The office noted that plans for using revenue raised through California’s new carbon trading system for reducing greenhouse emissions to help build the system are speculative and that “important details regarding the very recent, significant changes in the scope and delivery of the project have not been sorted out.”
The report also cast doubt on prospects for ongoing federal funding for California to build its planned high-speed rail network, intended to connect the most populous U.S. state’s far-flung metropolitan areas.
“Given the federal government’s current financial situation and the current focus in Washington on reducing federal spending, it is uncertain if any further funding for the high-speed rail program will become available,” the report said.
“In other words, it remains uncertain at this time whether or not the state will receive the necessary funds to complete the project,” the report added.
Other funding sources also are in doubt, the report said, noting that “it is unclear how much, if any, other non-state funds (such as local funds, and funds from operations and development, or private capital) have been secured. In total, only $11.5 billion (or about 17 percent of the estimated funds needed to complete the project have been committed.”
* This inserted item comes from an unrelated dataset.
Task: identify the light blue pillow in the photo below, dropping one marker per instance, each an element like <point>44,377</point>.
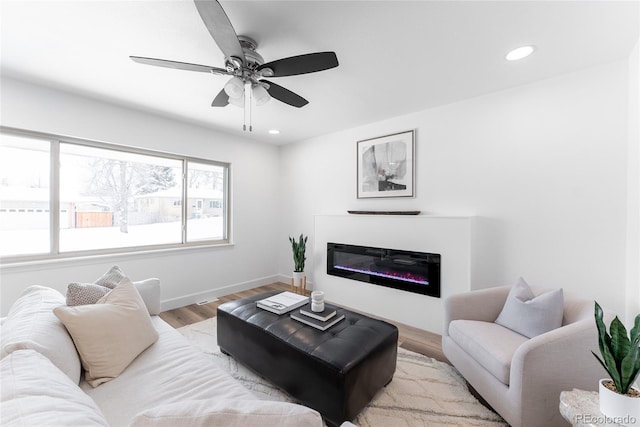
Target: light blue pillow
<point>531,315</point>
While the Legislative Analyst’s Office urged putting the brakes on the high-speed rail project, it recommended lawmakers provide some minimal funding for it to continue some planning efforts, specifically around environmental and initial engineering review, that are underway to keep options for it open.
Brown is staunchly supporting building the high-speed rail system but fellow Democrats who control the legislature are nervous about committing $2.7 billion in state funds to break ground on it.
Republicans in the legislature, like Republicans in Congress, oppose proceeding with the project. One Republican state senator has proposed a bill to put state bonds for the project to a new statewide vote.
Brown’s office was not immediately available for comment on the report.
Dan Richard, who Brown appointed to the California High-Speed Rail Authority to improve its management and produce a business plan for its planned system that lawmakers could rally around, said the report overlooked benefits of bullet trains - and that federal dollars are at stake.
State bonds would unlock money for Washington to help start building the system.
The Legislative Analyst’s Office did not take stock of “significant environmental and economic benefits of reducing freeway pollution, improving transportation and creating jobs,” Richard said. “This project is important for California and it would be a mistake to delay this project and lose billions of dollars in critical federal funds.”
Mary Nichols, chairman of California’s Air Resources Board, said a building a high-speed rail network would help the state meet its aggressive goals for reduce greenhouse emissions.
“Not only does it take millions of tons of greenhouse gases out of the air, it is also goes to the heart of the law itself, transforming California’s economy to clean energy and clean technology and breaking our century-long dependence on fossil fuels,” Nichols said.